Once it has been introduced to your system there are only the methods mentioned above for removing it.

That being said, if you never put another tang in your tank the ich may never kill another fish again.

Clownfish, triggers, damsels, mandarins are much more resistant due to a thicker slime coat on their bodies.

Since tangs do not have this thick slime coat, and they have relatively thin flesh, you will see ich come back as soon as you introduce the next tang, even after a proper quarantine procedure.
 
I have been planning on adding a Maroon Clown or 2, plus a Mandarin. I think I'll add these guys first and hold off on the Naso. When I do add the Naso, I'll have to be prepared to deal with his inevitable outbreak. Hopefully it won't be fatal, starting with a healthier fish and feeding only the best food, garlic, selcon etc..
Hey Mhosts, you're in Ottawa too, are you active on any of our local forums? Different user name? I'd like your opinion on where you get fish etc..

Gord
 
Thanks, I'll get to it as soon as I can, I just started reading the sticky at the beginning of this section about good feeding for healthy fish.
 
Hi guys,
Here's the really stupid part: I went back to the same place and immediatly bought another Naso. This one appeared so much more healthy and chubby than the previous one, active, eating etc..
Gord

Going back to the same LFS is not a mistake.

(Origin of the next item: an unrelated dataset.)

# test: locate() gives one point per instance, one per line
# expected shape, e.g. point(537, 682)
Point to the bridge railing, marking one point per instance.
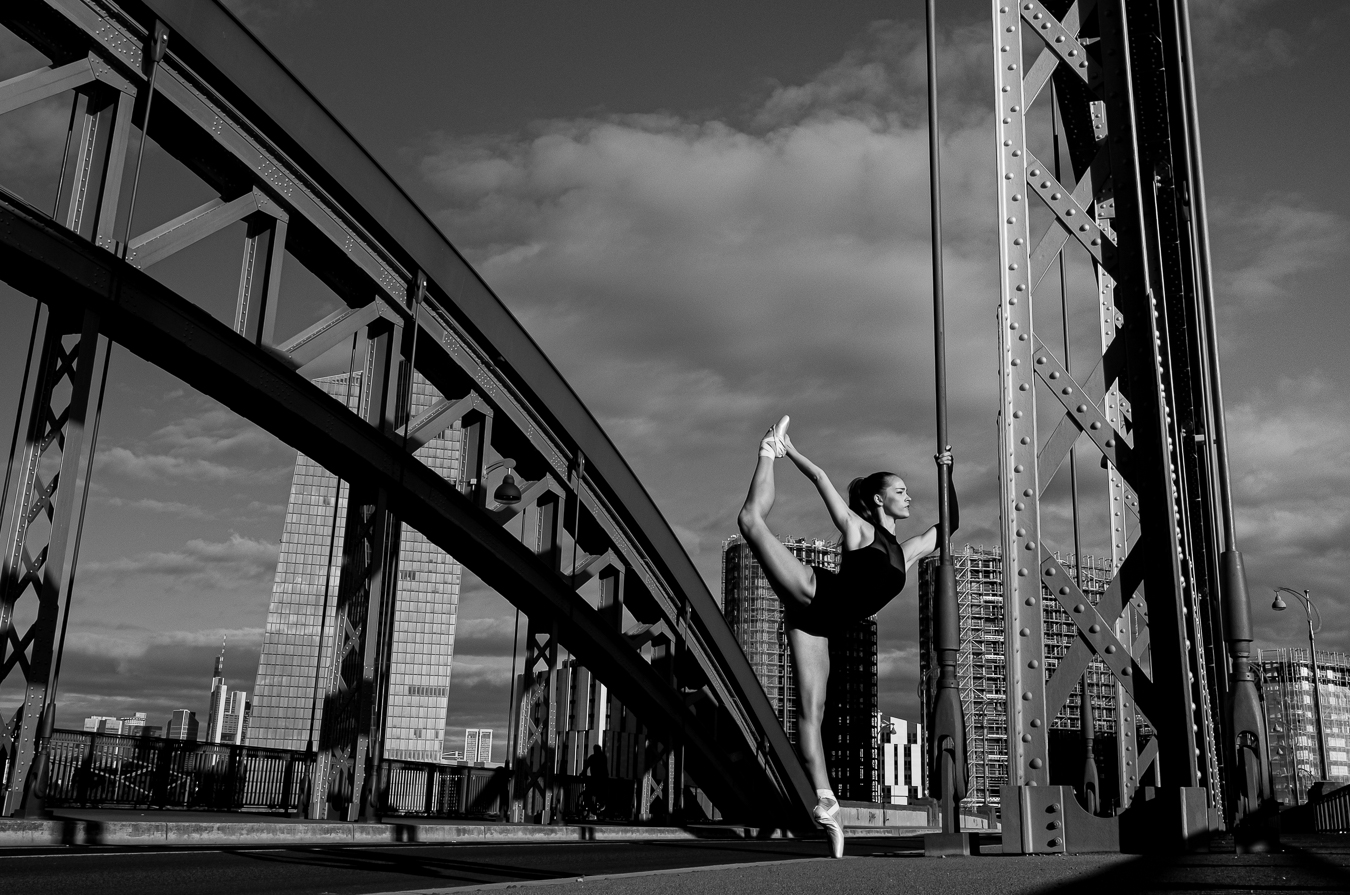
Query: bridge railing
point(100, 770)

Don't be in a grudge mood. The LFS owes you nothing except to provide vigorous livestock. The rest is and ought to be really dependent on you, newbies or experienced.

If you rule out a LFS from which you have bought fish with ich and then later died, you will have no place to shop at.
 
Yes, I agree totally.
I was a little grumpy initially, but now after all the advice and some further reading, I realise that I have to be more careful with my end of things. QT, acclimation, proper feeding, and closer observation all come into play. I'll also pick up some meds to have on hand in case something does pop up. I think my sheer luck with other fish up until lately has made me assume that all additions will be easy. I just hope I don't become too paranoid now after reading about all the diseases out there!
Thanks everybody.

Gord
 
I agree with most of what Robka suggests. I disagree with the treating in the main tank. You should never treat anything in the main tank. Remove all your fish to an ESTABLISHED treatment tank. Use Cupramine for 4 weeks and leave your main tank fallow of all fish for 12 weeks. In the future anything wet you place in that tank must have a quaratine period.....EVERYTHING!!!

I agree to not treat the main tank unless it is absolutely necessary. Letting the DT go fallow would definitely be the easiest way to kill Ich without hurting your biological filter or any inverts he may have.